其实徐妙锦今日回府,还有一件重要之事,便是洪武皇帝朱元璋即将迎来七十大寿,她想与张氏商量该给洪武皇帝准备什么寿礼。却没想到此间三人气氛如此之尴尬,她定了定神,决意打破这尴尬的气氛,便执着张氏之手,勉强挤出一丝笑意问道:“妹妹可知今年秋季父皇便要迎来七十大寿,我这几日便总想着该给父皇准备什么寿礼,妹妹可有什么主意?”

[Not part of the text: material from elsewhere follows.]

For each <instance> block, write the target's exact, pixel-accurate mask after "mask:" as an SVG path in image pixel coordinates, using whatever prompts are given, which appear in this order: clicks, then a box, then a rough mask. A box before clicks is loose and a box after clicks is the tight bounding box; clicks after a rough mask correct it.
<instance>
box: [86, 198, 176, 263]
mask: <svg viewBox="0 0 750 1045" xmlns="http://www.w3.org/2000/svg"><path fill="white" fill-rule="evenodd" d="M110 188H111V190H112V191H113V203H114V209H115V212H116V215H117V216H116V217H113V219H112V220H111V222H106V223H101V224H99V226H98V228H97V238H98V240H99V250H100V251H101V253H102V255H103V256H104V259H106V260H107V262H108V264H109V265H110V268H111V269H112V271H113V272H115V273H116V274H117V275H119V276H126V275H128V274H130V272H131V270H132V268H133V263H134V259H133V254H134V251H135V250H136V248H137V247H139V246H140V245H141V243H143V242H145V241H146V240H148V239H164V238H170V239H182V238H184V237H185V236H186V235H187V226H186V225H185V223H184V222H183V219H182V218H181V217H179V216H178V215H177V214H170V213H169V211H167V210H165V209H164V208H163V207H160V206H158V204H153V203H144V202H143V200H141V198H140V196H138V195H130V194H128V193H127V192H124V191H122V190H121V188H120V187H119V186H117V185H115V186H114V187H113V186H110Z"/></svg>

张氏微微低头垂首说道:“妹妹不比姐姐在京中待的时间长,听闻当年父皇很是宠爱姐姐,姐姐自是最了解父皇的喜好,这事还是姐姐拿主意吧。”
宁王朱权听到此言,不觉在心中冷笑,是啊,全拜当年父皇的宠爱,强行给二人赐婚,才导致今日的局面,白白做一场夫妻,竟连见面说话都是如此尴尬,真是造化弄人。
徐妙锦转过身来,看着朱权只以背影相示,便已知他这一年来对自己已是心灰意冷,可如此重要之事,还是不能不问他的意思,便试探地问道:“给父皇的贺礼,王爷可有心中可是已有什么主意?”
刚到大宁那会还是互相称呼夫人,夫君,如今已是这般生疏,朱权心中涌过一丝悲凉之意,当初他对她的承诺,始终还是没有兑现,说好的要一起在无边的草原上策马扬鞭,如今看来只是一场笑话罢了,不光是那承诺,他们的婚事整个就是一场十足的笑话。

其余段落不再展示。